Type: knowledge — this skill is a reference document, not a procedural workflow.
No tools or state — consumed as context by other skills and agents.
related_skills: api-webhook-design, api-status-codes, api-http-methods, api-error-contracts

Success Criteria

Endpoints with P99 execution time exceeding 10 seconds return 202 Accepted with a
```
Location
```
header pointing to an operation resource — not a synchronous response.

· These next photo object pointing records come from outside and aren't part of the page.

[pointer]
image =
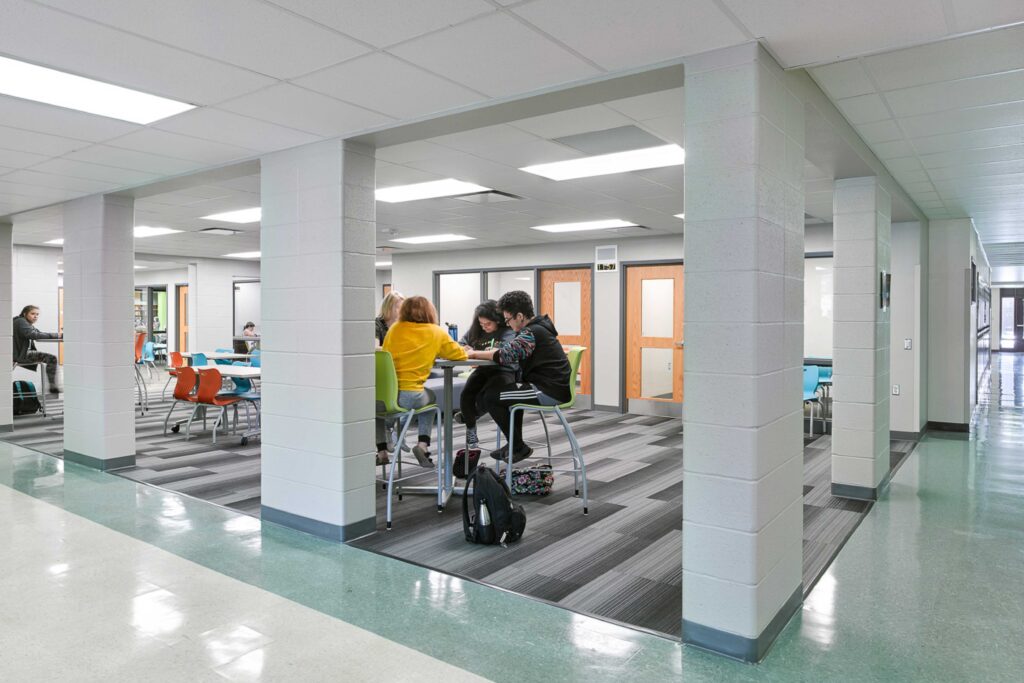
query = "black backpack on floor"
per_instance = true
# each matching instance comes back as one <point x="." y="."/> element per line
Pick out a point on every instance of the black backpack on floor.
<point x="494" y="518"/>
<point x="26" y="399"/>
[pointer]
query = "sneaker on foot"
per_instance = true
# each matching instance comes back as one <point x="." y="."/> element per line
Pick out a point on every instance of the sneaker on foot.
<point x="422" y="456"/>
<point x="522" y="454"/>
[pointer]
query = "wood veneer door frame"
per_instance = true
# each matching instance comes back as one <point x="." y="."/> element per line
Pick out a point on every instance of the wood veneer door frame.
<point x="546" y="286"/>
<point x="636" y="342"/>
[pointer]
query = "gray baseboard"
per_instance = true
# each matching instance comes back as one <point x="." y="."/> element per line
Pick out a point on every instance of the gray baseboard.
<point x="101" y="464"/>
<point x="948" y="426"/>
<point x="317" y="527"/>
<point x="739" y="647"/>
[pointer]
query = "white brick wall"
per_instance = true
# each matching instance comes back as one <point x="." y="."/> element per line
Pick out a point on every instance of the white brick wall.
<point x="99" y="384"/>
<point x="742" y="519"/>
<point x="317" y="242"/>
<point x="860" y="332"/>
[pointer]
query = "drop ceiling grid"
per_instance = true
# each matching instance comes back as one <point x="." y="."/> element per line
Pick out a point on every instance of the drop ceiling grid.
<point x="961" y="145"/>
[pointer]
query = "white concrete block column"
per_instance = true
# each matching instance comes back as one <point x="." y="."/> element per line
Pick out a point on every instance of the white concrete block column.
<point x="317" y="241"/>
<point x="99" y="381"/>
<point x="861" y="228"/>
<point x="6" y="331"/>
<point x="742" y="507"/>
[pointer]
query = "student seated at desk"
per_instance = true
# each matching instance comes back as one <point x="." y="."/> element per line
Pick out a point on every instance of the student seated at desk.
<point x="415" y="342"/>
<point x="486" y="332"/>
<point x="544" y="375"/>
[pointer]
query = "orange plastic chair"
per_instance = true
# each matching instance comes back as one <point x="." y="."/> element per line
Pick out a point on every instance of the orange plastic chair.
<point x="182" y="394"/>
<point x="210" y="383"/>
<point x="177" y="360"/>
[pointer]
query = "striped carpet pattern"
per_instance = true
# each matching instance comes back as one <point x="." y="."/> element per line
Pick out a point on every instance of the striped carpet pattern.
<point x="621" y="562"/>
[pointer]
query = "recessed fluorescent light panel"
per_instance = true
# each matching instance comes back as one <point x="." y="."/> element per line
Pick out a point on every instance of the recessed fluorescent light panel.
<point x="49" y="86"/>
<point x="432" y="239"/>
<point x="428" y="190"/>
<point x="148" y="231"/>
<point x="586" y="225"/>
<point x="241" y="216"/>
<point x="620" y="162"/>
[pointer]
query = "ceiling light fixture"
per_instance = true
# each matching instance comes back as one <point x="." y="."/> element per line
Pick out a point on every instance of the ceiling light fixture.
<point x="150" y="231"/>
<point x="432" y="239"/>
<point x="620" y="162"/>
<point x="49" y="86"/>
<point x="605" y="224"/>
<point x="252" y="215"/>
<point x="428" y="190"/>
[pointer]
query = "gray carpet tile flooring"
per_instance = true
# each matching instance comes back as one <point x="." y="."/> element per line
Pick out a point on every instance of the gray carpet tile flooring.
<point x="621" y="562"/>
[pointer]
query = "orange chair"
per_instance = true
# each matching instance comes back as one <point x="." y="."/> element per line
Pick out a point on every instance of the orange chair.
<point x="210" y="383"/>
<point x="176" y="361"/>
<point x="182" y="394"/>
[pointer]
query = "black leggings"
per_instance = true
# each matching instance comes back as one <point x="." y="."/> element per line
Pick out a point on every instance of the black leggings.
<point x="479" y="381"/>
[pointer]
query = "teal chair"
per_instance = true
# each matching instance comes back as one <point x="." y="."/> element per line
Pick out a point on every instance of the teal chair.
<point x="579" y="467"/>
<point x="387" y="403"/>
<point x="811" y="375"/>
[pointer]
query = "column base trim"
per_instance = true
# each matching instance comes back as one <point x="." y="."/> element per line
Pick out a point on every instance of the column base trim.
<point x="740" y="647"/>
<point x="317" y="527"/>
<point x="948" y="426"/>
<point x="101" y="464"/>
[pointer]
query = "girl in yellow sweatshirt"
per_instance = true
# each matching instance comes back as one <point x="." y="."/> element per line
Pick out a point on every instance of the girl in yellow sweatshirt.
<point x="415" y="342"/>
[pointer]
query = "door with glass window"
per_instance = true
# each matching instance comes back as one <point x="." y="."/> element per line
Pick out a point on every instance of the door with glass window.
<point x="654" y="339"/>
<point x="565" y="298"/>
<point x="1012" y="318"/>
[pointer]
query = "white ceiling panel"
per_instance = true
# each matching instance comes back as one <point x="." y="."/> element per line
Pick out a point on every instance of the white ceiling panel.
<point x="297" y="108"/>
<point x="242" y="131"/>
<point x="497" y="55"/>
<point x="130" y="159"/>
<point x="57" y="121"/>
<point x="181" y="146"/>
<point x="257" y="36"/>
<point x="804" y="33"/>
<point x="390" y="20"/>
<point x="384" y="83"/>
<point x="54" y="39"/>
<point x="619" y="35"/>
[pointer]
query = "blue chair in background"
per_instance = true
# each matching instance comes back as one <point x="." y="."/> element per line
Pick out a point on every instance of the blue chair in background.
<point x="811" y="393"/>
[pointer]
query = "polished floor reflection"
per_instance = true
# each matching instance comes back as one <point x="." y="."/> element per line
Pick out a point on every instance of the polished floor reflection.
<point x="101" y="579"/>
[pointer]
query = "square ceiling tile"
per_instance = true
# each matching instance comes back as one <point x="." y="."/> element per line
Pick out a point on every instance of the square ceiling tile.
<point x="257" y="36"/>
<point x="497" y="55"/>
<point x="229" y="128"/>
<point x="303" y="110"/>
<point x="86" y="48"/>
<point x="384" y="83"/>
<point x="619" y="35"/>
<point x="387" y="22"/>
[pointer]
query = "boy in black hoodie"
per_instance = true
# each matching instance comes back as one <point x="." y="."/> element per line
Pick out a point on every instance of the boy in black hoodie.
<point x="544" y="375"/>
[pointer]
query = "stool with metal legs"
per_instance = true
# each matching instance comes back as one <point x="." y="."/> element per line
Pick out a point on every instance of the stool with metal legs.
<point x="387" y="394"/>
<point x="576" y="454"/>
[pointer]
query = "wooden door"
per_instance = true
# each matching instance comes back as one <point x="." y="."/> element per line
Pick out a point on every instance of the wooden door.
<point x="565" y="297"/>
<point x="654" y="333"/>
<point x="182" y="318"/>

The operation resource schema includes
```
id
```
,
```
status
```
,
```
created_at
```
,
```
updated_at
```
, and
```
result
```
or
```
error
```
fields in terminal states.
Polling responses include a
```
Retry-After
```
header indicating the suggested polling interval.
Cancellation is supported via
```
POST /operations/{id}/cancel
```
for operations in
```
pending
```
or
```
running
```
state.
Operation creation accepts an
```
Idempotency-Key
```
header so clients can safely retry creation requests after a timeout.